WASHINGTON – The phone call came at 2 p.m. Tuesday. Baltimore resident Arsin Cejku’s cousin, calling from Sweden, gave him the latest news from his native Kosovo: “They’ve started to bomb.”
Cejku, an ethnic Albanian, was not surprised, but he was worried. His sister Lulijeta, who is five months pregnant, was staying in his hometown in Kosovo.
It would take 57 hours and “a million” phone calls for Cejku to finally confirm that she was unharmed. For now.
“I’m still worried,” said Cejku, a medical technologist at Good Samaritan Hospital. “You can’t guess where they (Serbs) are going to go next.”
The explosions rocking faraway Kosovo have ignited passionate feelings in Maryland’s small Albanian and Serbian communities, which numbered a little more than 1,600 combined in the 1990 census.
“Why Kosovo? Why now?” asked Ray Velencia, a Serbian-American priest at the Orthodox Church of St. Matthew in Columbia. He said NATO has no business meddling in an internal Yugoslavian struggle over the province of Kosovo.
“Do you think Texas would give the Alamo back to the Mexicans?” he asked.
NATO forces, including the United States, began bombing Yugoslavian Army targets Tuesday in response to alleged atrocities by the majority-Serb army against ethnic Albanians in the breakaway province of Kosovo. NATO has said the bombing is aimed at forcing Yugoslav President Slobodan Milosevic to accept a peace plan for the region.
Serbian-Americans in Maryland said Friday that, while they do not advocate Serbian violence toward ethnic Albanians, they are outraged that NATO is interfering in the internal affairs of a sovereign nation.
“No one has explained to me what national security of America is at stake,” said former U.S. Rep. Helen Delich Bentley, a Serbian-American who lives in Lutherville.
Bentley said it is a “grave mistake” to punish all of Kosovo for the transgressions of a few. “Everybody over there has suffered. Everybody,” Bentley said.
“The best solution to peace in that part of the world is a dozen high- priced funerals,” she said, referring to the leaders she said are responsible for the region’s troubles.
Bowie resident Alex Dragnich, a Serbian-American who has written extensively about Serbia, called NATO’s action “illegal” because it was “committing aggressive acts against a sovereign country that has not done anything to us or any of our allies.
“Saying Milosevic started it is like saying Lincoln started the Civil War by trying to keep Southern states from seceding,” said Dragnich, 87, a retired Vanderbilt University professor.
Bentley and Dragnich said the United States should not set a precedent where powerful countries meddle with smaller nations.
But Elda Grabocka, 19, an Albanian currently studying at Washington College in Chestertown, said “NATO made the right decision.”
“It’s sad that force had to be used, but I don’t think that there were many options left,” said Grabocka, a sophomore. Cejku said NATO force is the best solution to Kosovo’s problems. He said America’s greatest mistake was waiting to intervene.
“The international community has the duty to intervene,” Cejku said. The violence “will not go away until you punish the perpetrators,” he added.
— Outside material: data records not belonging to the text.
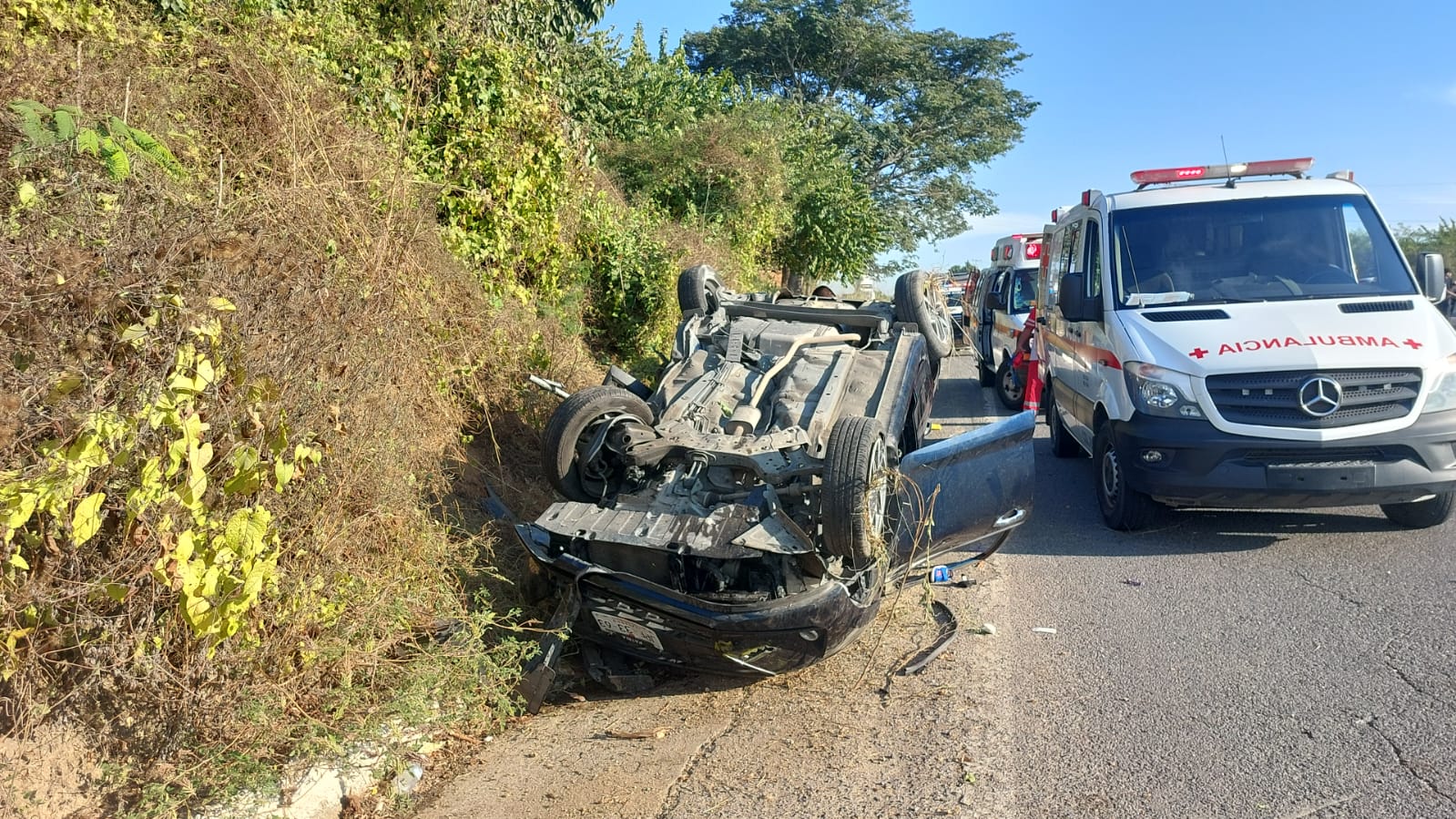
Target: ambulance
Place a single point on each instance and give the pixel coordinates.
(996, 311)
(1247, 335)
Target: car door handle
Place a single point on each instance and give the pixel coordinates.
(1011, 519)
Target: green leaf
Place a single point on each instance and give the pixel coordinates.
(283, 473)
(65, 124)
(87, 520)
(87, 141)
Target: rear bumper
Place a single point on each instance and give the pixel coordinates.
(646, 619)
(1205, 466)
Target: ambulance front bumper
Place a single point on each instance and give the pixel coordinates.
(1186, 462)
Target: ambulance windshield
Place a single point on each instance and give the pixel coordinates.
(1257, 250)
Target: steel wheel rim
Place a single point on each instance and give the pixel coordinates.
(940, 311)
(1111, 478)
(878, 495)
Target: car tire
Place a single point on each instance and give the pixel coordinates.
(986, 376)
(1123, 507)
(1011, 391)
(1420, 513)
(573, 427)
(699, 289)
(921, 301)
(855, 500)
(1062, 442)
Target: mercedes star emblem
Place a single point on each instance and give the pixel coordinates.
(1319, 396)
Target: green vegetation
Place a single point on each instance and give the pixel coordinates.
(1441, 240)
(274, 277)
(913, 111)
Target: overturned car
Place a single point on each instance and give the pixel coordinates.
(746, 515)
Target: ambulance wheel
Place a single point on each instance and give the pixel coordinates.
(697, 289)
(1062, 442)
(1123, 509)
(1420, 513)
(1009, 388)
(571, 466)
(857, 490)
(921, 301)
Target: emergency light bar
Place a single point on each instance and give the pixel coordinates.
(1267, 168)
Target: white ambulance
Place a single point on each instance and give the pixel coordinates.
(1244, 335)
(998, 308)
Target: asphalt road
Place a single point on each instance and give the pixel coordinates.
(1225, 663)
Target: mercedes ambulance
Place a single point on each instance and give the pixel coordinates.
(998, 308)
(1245, 335)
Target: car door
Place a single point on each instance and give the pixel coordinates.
(970, 488)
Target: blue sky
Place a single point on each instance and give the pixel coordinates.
(1366, 87)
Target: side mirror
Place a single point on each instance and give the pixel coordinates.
(1074, 303)
(1431, 276)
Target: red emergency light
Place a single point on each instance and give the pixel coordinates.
(1267, 168)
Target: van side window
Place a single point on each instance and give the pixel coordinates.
(1094, 258)
(1071, 250)
(1361, 251)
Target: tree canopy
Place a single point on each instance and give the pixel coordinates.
(914, 111)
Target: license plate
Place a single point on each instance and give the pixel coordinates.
(1322, 476)
(626, 629)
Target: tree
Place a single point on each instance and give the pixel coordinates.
(1441, 240)
(913, 111)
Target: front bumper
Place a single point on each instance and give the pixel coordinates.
(1205, 466)
(646, 619)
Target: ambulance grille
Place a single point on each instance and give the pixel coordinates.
(1271, 400)
(1376, 306)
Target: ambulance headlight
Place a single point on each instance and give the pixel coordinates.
(1159, 391)
(1443, 389)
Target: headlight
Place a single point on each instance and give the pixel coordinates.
(1443, 391)
(1159, 391)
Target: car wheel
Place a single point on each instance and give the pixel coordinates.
(697, 289)
(911, 436)
(581, 449)
(1062, 442)
(986, 376)
(1008, 386)
(1123, 509)
(1420, 513)
(857, 490)
(921, 301)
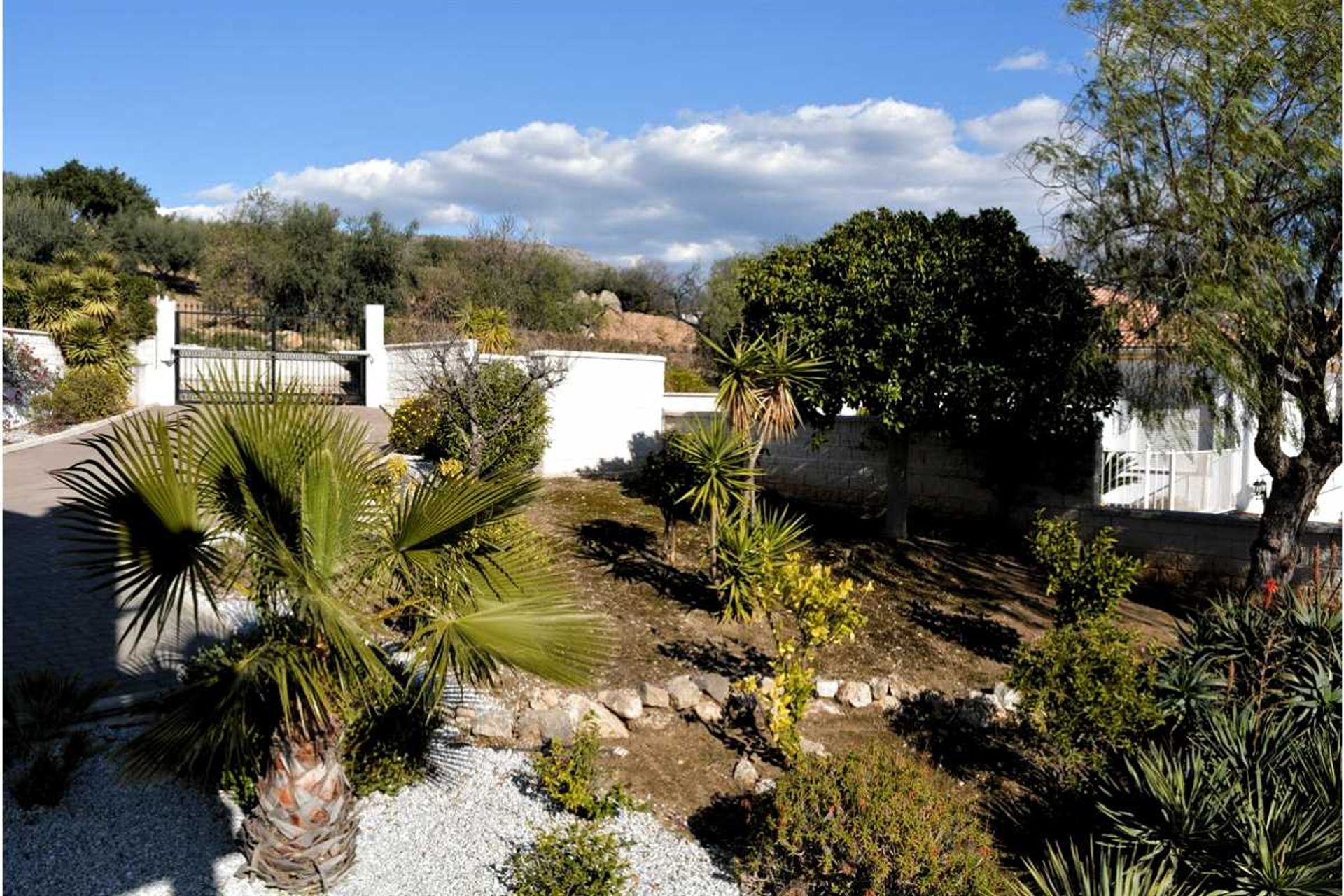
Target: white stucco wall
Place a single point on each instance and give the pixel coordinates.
(606, 412)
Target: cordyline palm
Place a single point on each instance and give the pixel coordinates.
(343, 570)
(758, 381)
(722, 475)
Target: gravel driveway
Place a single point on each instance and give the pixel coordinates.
(445, 839)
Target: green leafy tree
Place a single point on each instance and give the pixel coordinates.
(955, 326)
(721, 314)
(166, 245)
(343, 568)
(1200, 172)
(36, 229)
(97, 194)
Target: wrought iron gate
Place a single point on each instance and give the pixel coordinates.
(315, 356)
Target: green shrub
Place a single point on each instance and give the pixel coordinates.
(577, 859)
(683, 379)
(1241, 792)
(1086, 580)
(386, 742)
(84, 394)
(39, 710)
(876, 821)
(1086, 690)
(510, 421)
(136, 315)
(569, 776)
(413, 426)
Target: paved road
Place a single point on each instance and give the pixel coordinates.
(52, 615)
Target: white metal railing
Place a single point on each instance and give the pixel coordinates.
(1198, 481)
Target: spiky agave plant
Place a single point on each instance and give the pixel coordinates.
(342, 568)
(721, 475)
(1241, 794)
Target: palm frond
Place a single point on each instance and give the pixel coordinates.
(136, 517)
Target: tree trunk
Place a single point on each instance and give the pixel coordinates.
(1294, 495)
(302, 834)
(898, 485)
(756, 457)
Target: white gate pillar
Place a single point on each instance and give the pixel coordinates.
(160, 383)
(375, 360)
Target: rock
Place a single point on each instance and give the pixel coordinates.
(1007, 699)
(708, 711)
(683, 694)
(493, 723)
(822, 708)
(714, 684)
(625, 703)
(654, 696)
(812, 747)
(539, 726)
(651, 722)
(902, 688)
(855, 694)
(605, 724)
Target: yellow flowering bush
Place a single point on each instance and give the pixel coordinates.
(808, 608)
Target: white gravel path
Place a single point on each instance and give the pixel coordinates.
(109, 839)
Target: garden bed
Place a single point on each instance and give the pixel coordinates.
(942, 614)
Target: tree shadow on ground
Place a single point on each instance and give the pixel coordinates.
(724, 657)
(631, 555)
(974, 630)
(724, 830)
(1030, 799)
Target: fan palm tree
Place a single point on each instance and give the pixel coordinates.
(758, 379)
(344, 568)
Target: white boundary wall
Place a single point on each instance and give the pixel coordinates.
(606, 412)
(42, 347)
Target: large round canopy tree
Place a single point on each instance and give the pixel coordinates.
(1200, 172)
(952, 326)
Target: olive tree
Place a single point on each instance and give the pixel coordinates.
(953, 326)
(1200, 174)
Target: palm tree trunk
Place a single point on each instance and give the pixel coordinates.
(898, 485)
(756, 456)
(302, 834)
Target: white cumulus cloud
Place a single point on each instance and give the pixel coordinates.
(1025, 61)
(701, 188)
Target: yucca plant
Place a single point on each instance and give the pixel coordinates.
(721, 475)
(758, 379)
(343, 568)
(488, 326)
(748, 547)
(1241, 794)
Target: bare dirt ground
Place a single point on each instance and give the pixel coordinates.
(945, 613)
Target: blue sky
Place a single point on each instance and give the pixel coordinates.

But others maintained that outside intervention will only strengthen Milosevic’s standing in his country, while harming both Serbian and Albanian citizens.
“Milosevic is a tyrant. He is a communist,” Bentley said. “We’ve also made him a big hero over there.”
Bentley, who traveled to Kosovo in 1992, said Americans do not understand that long-standing conflicts in Kosovo cannot be healed overnight.
Velencia also pointed to the region’s history as evidence that the violence will not end any time soon: He said Kosovo is sacred to Serbs because of the death of Prince Lazar there at the hands of the Ottoman Turks in 1389.
“These are not people who are going to lay down their arms at the sight of foreign armies. They do not care about shedding blood for what they believe in,” said Velencia.
Grabocka agreed that the problem has deeper roots than many in the West understand.
“I hope it solves the problems there, although I have doubts that it will,” she said. “The situation with Kosovo and with the rest of the Balkans has been going on for decades and the conflict has always remained.”
Despite their differences of opinion, both Serbs and Albanians in Maryland grimly predicted that NATO would eventually have to deploy ground forces to prevail over Milosevic.
“I feel they (NATO) will push up to the end,” said Cejku. “If they don’t, it will be worse.”